L'Oevre du Mois du Museo della Scuola Romana - décembre 2022
CARLO LEVI
Paesaggio romano con archi in rosso, 1931,
peinture à l'huile sur toile, 51x61,5 cm ;
Dépôt de la Fondation Carlo Levi, Rome
Dans un paysage caractérisé principalement par des couleurs sombres et la présence dense de silhouettes évoquant des bâtiments et des vestiges antiques, entre colonnes, statues et arcs, le volume d'une structure à quatre arches se détache au centre, mis en valeur par un ton rouge vif, presque corail. Malgré l'atmosphère volontairement raréfiée, dans laquelle la représentation réaliste du site n'est certainement pas une priorité, le tableau permet néanmoins de reconnaître une zone précise du Forum romain, celle de la basilique de Maxence, en haut à gauche avec ses grandes arcades, et les structures qui lui sont adjacentes. À droite, la silhouette noire et nocturne de l'église baroque de Santa Francesca Romana se détache, et enfin, dans la partie inférieure de la composition, les statues de la Maison des Vierges Vestales émergent, esquissées en blanc. Levi s'était rendu dans la capitale pour la première fois en 1922, lorsqu'il avait assisté à la montée du régime fasciste avec la Marche sur Rome. Le Paysage romain avec arches en rouge a été peint lors de son deuxième séjour à Rome, en 1931. À cette époque, l'artiste est arrivé à Rome après avoir signé un contrat avec Cines pour la production de quelques scénarios et de décors pour le cinéma. La même année, il expose ses œuvres lors de deux événements importants, la première Quadriennale d'art au Palazzo delle Esposizioni et une exposition collective à la Galleria di Roma. Dans ce paysage, l'artiste rend une vision transformée de la réalité, où les ruines anciennes deviennent les fantômes des splendeurs passées, mais où l'inclusion du volume en rouge, focalisant l'attention, prend une valeur symbolique et inquiétante, comme une alarme annonçant des ruines futures ou une blessure ouverte dans un contexte de tons sombres et d'air évanescent.
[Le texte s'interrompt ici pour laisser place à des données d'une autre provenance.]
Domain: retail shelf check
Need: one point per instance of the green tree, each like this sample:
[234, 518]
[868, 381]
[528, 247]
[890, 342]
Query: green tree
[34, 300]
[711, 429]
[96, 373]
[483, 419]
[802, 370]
Tant du point de vue de l'intention poétique que de la technique picturale, le tableau est influencé par la fréquentation des artistes de l'école romaine, en particulier Scipione et le couple Mafai. La proximité avec Mario Mafai est reconnaissable artistiquement dans les couches de couleurs nuancées et dans les volumes mal définis du signe.
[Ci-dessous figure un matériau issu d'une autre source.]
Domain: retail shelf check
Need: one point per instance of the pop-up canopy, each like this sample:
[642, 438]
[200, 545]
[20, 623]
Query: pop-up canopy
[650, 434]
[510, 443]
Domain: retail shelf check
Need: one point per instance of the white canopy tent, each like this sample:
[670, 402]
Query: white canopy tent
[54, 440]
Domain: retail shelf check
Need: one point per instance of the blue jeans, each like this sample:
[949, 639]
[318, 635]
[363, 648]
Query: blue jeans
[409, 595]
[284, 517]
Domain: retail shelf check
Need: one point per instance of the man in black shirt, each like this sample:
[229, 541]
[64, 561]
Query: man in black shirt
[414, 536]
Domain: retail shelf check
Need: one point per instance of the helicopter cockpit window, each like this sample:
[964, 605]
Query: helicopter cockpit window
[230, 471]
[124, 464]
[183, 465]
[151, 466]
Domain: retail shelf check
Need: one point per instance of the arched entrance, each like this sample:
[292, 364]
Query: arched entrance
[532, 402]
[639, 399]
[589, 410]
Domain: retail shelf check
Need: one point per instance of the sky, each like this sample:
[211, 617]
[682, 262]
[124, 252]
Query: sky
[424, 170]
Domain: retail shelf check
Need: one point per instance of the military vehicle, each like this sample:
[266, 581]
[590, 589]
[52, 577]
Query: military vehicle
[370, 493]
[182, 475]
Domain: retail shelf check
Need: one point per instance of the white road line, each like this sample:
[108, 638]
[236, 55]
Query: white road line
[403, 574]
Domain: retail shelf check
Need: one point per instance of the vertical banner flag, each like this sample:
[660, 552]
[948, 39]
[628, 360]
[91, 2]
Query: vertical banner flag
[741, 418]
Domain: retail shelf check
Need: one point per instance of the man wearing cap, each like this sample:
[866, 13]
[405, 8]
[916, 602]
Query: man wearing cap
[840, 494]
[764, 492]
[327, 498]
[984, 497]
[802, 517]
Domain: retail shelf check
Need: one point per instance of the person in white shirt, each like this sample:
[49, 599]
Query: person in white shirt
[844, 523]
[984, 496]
CARLO LEVI (Turin, 1902 - Rome, 1975)
Carlo Levi, l'une des principales figures de l'art italien du XXe siècle, se distingue par la polyvalence de son engagement intellectuel, partagé entre la peinture, l'écriture et l'activité antifasciste. Il est internationalement connu pour son roman Le Christ s'est arrêté à Eboli, qui a fait de lui l'un des principaux porte-parole de la question du Sud après la Seconde Guerre mondiale.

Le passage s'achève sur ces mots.